Al leer esta investigación, queda en evidencia que muchas calamidades actuales ocurren en el país desde los primeros días del siglo veinte. La arbitrariedad de las autoridades locales a la hora de reconocer enfermedades que atentan contra los ciudadanos por un mero cálculo político o la incertidumbre de representantes diplomáticos que establecen relaciones ambiguas con los caciques locales y que después son víctimas de lo que propiciaron. Un aroma conocido atraviesa el libro, como si fuera posible leer el presente como una continuidad asombrosa del pasado.

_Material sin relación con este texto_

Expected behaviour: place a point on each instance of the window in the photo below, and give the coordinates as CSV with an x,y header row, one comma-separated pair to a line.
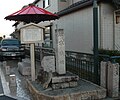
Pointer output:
x,y
46,3
63,0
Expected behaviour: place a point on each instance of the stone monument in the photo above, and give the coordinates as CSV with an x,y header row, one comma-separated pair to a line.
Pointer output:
x,y
60,51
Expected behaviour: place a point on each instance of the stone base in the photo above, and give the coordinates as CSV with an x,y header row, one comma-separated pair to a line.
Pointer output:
x,y
12,81
24,68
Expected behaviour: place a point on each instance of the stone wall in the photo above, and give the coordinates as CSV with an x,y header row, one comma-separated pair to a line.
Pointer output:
x,y
81,95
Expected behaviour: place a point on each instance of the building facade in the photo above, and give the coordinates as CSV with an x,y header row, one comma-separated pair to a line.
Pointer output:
x,y
76,18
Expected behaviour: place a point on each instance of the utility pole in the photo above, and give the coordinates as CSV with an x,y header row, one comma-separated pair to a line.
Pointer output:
x,y
95,37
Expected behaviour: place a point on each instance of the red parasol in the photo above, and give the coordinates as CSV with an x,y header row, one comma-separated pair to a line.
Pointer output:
x,y
32,13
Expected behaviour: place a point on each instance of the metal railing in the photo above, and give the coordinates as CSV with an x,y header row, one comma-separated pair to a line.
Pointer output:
x,y
78,63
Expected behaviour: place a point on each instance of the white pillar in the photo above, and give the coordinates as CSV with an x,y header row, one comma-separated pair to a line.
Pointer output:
x,y
4,64
60,51
32,54
7,70
113,79
12,80
103,74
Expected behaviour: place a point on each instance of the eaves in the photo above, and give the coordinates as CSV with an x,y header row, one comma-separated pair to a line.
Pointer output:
x,y
76,6
36,1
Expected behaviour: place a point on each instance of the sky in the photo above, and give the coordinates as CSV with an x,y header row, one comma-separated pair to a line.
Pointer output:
x,y
8,7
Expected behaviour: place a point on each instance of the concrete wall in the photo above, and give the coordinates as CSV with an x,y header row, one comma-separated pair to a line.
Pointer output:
x,y
78,29
106,26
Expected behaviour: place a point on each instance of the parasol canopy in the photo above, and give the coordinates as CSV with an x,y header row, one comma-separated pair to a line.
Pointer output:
x,y
32,13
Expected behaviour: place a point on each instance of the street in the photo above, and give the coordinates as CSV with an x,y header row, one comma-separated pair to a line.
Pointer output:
x,y
20,91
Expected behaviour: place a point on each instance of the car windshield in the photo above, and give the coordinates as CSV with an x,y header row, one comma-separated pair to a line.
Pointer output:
x,y
10,42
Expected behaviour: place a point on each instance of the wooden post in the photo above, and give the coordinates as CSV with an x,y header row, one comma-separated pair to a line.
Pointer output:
x,y
32,54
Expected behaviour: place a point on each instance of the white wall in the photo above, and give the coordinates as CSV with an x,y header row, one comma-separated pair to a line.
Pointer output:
x,y
78,28
106,26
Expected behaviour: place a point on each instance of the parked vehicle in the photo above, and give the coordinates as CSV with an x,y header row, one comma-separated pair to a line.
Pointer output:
x,y
11,48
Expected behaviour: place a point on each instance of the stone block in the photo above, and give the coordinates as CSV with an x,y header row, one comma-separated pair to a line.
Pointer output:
x,y
4,63
24,68
7,70
12,80
73,84
64,85
64,79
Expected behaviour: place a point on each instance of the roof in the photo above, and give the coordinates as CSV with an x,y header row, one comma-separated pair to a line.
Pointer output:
x,y
78,5
36,1
4,97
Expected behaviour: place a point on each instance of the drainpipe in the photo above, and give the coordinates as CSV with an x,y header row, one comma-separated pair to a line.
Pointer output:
x,y
95,39
114,14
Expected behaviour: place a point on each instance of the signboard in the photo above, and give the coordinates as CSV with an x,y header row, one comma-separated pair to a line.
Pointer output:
x,y
31,35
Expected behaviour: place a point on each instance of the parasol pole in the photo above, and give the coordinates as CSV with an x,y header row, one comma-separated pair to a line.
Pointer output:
x,y
32,54
95,37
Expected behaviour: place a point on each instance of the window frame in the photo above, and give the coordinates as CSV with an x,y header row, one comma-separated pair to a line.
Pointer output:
x,y
46,3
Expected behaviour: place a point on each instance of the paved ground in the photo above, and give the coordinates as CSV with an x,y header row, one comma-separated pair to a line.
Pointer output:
x,y
20,92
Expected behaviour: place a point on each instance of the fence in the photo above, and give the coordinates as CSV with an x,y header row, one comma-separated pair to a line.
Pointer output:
x,y
78,63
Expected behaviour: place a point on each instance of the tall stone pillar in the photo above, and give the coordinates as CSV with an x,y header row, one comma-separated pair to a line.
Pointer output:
x,y
113,79
103,74
60,51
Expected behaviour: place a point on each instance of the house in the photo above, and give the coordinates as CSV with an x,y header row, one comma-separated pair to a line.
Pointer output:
x,y
76,18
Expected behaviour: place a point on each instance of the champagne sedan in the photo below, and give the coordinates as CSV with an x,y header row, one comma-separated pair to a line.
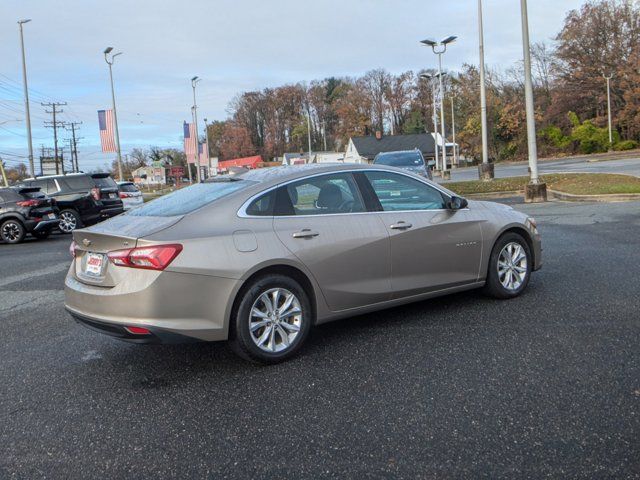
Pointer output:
x,y
261,257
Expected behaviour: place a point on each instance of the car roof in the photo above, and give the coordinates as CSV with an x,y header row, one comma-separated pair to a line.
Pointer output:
x,y
276,175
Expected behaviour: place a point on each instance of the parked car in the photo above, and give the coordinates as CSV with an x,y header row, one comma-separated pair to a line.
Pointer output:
x,y
260,258
409,160
130,195
83,199
26,210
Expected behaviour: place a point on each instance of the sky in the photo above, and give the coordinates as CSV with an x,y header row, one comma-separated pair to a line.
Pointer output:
x,y
233,46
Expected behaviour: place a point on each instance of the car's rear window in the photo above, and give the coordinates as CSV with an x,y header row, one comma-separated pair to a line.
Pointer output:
x,y
105,182
128,187
400,159
189,199
80,182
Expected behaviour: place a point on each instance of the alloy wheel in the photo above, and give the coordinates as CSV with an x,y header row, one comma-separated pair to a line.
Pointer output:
x,y
11,231
275,320
68,222
512,266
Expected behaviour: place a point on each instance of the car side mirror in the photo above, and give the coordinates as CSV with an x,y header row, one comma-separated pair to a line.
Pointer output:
x,y
457,203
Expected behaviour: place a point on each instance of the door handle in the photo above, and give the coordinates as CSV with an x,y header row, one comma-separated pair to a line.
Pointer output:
x,y
401,226
306,233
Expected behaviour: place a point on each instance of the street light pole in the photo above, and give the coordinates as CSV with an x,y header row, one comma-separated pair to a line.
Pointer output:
x,y
194,82
26,98
431,79
440,48
608,79
106,52
535,191
486,170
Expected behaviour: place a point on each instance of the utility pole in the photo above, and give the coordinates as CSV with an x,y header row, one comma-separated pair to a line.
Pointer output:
x,y
486,170
26,97
194,82
608,79
55,124
535,191
74,150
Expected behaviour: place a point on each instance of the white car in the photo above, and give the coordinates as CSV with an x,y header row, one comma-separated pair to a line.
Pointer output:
x,y
130,195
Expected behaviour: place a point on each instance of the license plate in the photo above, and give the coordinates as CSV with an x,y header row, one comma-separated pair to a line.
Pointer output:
x,y
94,263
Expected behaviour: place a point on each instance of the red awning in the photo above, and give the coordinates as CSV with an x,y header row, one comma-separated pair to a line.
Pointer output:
x,y
247,162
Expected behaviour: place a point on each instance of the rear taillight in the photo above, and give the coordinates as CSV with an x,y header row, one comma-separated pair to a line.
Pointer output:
x,y
157,257
28,203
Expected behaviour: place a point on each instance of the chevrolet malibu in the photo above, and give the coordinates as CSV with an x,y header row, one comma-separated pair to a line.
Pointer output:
x,y
260,258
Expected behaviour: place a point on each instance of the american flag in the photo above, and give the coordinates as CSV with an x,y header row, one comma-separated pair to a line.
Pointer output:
x,y
105,121
203,154
189,142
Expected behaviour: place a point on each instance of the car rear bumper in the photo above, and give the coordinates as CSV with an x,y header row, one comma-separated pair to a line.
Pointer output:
x,y
171,305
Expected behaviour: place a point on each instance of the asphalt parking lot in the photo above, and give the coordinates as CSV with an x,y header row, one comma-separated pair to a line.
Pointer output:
x,y
546,385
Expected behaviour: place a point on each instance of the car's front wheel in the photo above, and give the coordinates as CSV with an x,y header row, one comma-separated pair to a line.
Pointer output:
x,y
69,221
272,320
509,267
12,231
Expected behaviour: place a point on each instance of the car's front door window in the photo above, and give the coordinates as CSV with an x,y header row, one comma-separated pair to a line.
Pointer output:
x,y
401,193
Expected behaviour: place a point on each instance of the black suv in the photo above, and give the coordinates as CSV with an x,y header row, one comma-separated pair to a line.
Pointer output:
x,y
26,210
83,198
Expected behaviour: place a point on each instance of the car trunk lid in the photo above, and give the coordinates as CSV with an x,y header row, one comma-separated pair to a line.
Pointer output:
x,y
91,264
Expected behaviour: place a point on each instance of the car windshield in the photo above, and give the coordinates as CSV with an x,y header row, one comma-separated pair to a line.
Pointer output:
x,y
190,198
400,159
104,182
128,187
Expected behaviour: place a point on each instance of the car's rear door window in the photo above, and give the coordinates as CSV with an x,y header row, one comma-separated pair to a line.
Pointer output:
x,y
401,193
324,195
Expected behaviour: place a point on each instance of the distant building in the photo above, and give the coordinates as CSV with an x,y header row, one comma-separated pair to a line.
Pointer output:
x,y
316,157
364,149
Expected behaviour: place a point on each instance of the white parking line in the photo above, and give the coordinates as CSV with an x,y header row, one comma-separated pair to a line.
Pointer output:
x,y
55,268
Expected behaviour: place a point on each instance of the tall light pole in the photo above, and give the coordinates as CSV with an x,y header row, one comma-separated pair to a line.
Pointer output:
x,y
110,61
485,170
453,132
26,97
608,79
194,82
439,48
535,191
431,79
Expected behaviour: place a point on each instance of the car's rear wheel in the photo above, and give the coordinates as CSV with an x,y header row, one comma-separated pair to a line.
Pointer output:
x,y
12,231
509,267
69,221
41,234
272,320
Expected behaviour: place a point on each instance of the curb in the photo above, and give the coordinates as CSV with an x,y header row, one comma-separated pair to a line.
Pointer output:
x,y
612,197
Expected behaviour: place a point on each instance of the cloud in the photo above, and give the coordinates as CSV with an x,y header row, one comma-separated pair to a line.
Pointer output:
x,y
234,46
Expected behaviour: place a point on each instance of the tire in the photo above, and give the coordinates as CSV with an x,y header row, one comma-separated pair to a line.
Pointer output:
x,y
258,344
12,231
506,278
41,234
69,221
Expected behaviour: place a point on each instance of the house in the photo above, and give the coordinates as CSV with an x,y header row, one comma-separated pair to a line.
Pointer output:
x,y
364,149
316,157
147,176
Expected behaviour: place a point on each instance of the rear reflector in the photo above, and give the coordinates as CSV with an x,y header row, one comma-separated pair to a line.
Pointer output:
x,y
156,257
137,330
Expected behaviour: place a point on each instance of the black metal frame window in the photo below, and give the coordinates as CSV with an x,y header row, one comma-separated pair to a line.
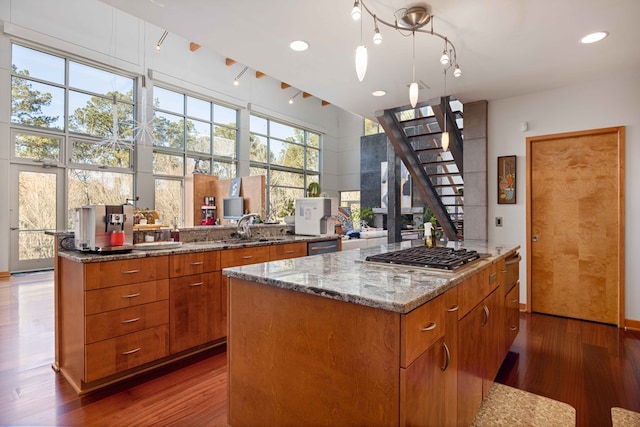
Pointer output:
x,y
78,116
289,157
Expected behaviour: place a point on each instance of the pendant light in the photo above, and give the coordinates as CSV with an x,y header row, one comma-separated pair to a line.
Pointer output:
x,y
445,134
413,88
361,54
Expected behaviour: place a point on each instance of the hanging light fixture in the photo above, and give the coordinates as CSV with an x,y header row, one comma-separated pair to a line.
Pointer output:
x,y
412,19
356,12
377,37
445,134
444,59
361,51
162,37
413,88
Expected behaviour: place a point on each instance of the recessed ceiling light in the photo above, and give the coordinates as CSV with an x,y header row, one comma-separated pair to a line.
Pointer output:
x,y
299,45
594,37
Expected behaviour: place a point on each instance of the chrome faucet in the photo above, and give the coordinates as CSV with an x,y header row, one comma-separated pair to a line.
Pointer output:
x,y
242,230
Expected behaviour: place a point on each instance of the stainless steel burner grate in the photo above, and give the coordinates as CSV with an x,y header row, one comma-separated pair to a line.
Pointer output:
x,y
422,256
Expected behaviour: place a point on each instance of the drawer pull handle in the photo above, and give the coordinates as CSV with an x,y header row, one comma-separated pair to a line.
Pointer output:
x,y
430,327
447,357
486,315
137,294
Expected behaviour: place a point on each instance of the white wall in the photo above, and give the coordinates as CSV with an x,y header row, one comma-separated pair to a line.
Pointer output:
x,y
598,104
91,30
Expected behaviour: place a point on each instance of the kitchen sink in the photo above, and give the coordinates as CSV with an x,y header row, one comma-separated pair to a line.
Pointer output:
x,y
238,241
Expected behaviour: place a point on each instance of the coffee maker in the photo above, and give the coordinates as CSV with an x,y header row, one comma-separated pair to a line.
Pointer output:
x,y
104,228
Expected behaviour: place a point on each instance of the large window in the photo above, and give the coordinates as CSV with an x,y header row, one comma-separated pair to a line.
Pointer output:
x,y
69,114
190,135
288,156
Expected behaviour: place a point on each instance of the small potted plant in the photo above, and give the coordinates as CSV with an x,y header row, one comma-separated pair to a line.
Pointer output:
x,y
366,216
313,190
288,211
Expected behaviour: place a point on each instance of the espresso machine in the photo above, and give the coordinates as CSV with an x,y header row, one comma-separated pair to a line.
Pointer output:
x,y
104,228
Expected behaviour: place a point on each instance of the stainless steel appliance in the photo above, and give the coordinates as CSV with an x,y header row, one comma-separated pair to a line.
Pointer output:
x,y
447,259
315,215
104,228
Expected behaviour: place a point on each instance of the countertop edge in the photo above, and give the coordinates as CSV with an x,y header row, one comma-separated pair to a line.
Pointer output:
x,y
441,281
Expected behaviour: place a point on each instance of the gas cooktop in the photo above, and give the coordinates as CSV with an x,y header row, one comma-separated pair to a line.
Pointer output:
x,y
448,259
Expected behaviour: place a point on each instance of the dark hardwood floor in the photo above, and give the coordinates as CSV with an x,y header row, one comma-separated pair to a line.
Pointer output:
x,y
590,366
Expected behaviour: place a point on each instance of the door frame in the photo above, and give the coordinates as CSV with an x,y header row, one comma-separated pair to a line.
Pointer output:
x,y
15,265
620,130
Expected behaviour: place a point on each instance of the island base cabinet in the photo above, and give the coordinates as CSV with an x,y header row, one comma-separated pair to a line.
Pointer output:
x,y
422,386
299,359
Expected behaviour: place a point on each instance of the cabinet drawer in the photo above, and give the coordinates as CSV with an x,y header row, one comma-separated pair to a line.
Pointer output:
x,y
244,256
421,328
115,323
287,250
101,300
114,355
194,263
113,273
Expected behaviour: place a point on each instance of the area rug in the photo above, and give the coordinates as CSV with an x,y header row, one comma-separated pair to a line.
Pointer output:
x,y
624,418
508,406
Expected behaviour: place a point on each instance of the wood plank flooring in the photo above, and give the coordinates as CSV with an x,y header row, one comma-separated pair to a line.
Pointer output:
x,y
588,365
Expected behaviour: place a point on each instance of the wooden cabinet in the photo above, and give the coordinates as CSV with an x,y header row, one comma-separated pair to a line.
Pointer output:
x,y
480,341
117,317
194,263
114,317
287,250
427,384
195,310
195,300
420,329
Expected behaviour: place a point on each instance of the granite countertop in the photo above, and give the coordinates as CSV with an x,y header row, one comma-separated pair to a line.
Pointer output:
x,y
347,277
185,247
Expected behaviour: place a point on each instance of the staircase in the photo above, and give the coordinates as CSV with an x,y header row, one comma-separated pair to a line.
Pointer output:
x,y
416,135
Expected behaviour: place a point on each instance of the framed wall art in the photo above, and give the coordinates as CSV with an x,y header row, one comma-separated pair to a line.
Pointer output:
x,y
507,180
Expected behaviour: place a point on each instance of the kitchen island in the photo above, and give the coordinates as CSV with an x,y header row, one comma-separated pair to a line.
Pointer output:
x,y
335,340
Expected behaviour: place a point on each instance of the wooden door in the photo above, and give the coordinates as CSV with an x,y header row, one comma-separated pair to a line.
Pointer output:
x,y
575,193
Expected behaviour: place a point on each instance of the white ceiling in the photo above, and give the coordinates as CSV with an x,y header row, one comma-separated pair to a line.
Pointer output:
x,y
504,47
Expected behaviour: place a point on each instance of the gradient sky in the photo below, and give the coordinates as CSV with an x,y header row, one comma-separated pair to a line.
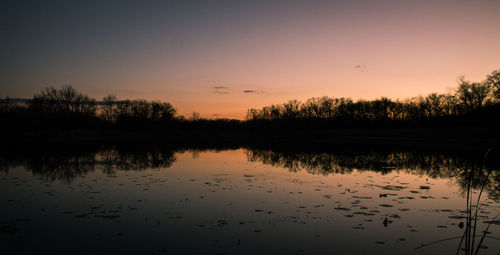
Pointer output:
x,y
220,58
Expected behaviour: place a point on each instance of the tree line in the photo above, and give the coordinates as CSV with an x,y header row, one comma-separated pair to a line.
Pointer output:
x,y
469,97
67,108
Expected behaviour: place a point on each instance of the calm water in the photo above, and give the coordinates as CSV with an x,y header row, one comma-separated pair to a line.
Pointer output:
x,y
238,202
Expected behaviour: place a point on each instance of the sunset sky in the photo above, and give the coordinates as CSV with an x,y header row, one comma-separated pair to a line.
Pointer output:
x,y
220,58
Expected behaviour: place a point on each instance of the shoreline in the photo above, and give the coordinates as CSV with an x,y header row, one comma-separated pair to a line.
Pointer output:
x,y
461,138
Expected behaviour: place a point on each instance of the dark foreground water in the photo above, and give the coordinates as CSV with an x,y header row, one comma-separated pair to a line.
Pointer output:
x,y
240,202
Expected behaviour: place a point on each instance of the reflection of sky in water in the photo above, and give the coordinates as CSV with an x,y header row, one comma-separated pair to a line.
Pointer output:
x,y
221,203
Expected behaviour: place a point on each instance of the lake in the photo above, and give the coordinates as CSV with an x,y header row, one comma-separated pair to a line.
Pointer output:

La curiosa vida de este aventurero es un retrato de lo que era Venezuela entonces, patio de juego para las potencias occidentales y para una estrecha élite en torno a Juan Vicente Gómez. El autor, el veterano periodista estadounidense Robert Brandt, tuvo acceso a correspondencia de varios de los protagonistas y pudo reunir mucha información sobre el contexto. De esa manera escribió una obra entretenida, fácil de leer, cargada de verdad, sobre un momento fundamental para el desarrollo del siglo XX venezolano.
*La odisea de un aventurero. Cyrus Norman Clark alias Camaleón. Robert Brandt. Traducción: Eduardo Gasca y Héctor Pérez Marchelli. Editorial Dahbar. Venezuela, 2019.